Do you have a message for your many readers in Suffolk Libraries?

Thank you so much for reading! It is always an honor that someone would choose to spend their time with my work, especially in a world where we are all so rushed and have so little time to spare. It’s because of you that I have been able to live immersed in my two oldest and greatest passions, Classics and the written word. I am very grateful — we writers are nothing without you! I also feel a special connection to libraries: my mother was a librarian, and I spent many happy hours as a child wandering stacks and discovering treasures. So thank you also for supporting libraries by continuing to use them!

Can you tell us one thing that your readers might not know about you?
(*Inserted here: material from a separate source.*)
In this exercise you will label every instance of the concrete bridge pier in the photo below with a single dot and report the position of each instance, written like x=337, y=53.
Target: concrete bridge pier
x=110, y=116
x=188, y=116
Such a tricky question, because it involves guessing what my readers might have guessed about me. Here goes: For someone who loves Greece as much as I do, I have a terrible tolerance for the sun. I burn in about two minutes. So I am the owner of several gigantically-brimmed and sun-blocking hats that I wear in nearly all weather. I don’t know about the UK, but in America that’s definitely weird. Luckily, I’m an author, which seems to carry with it expectations of a certain amount of wardrobe eccentricity.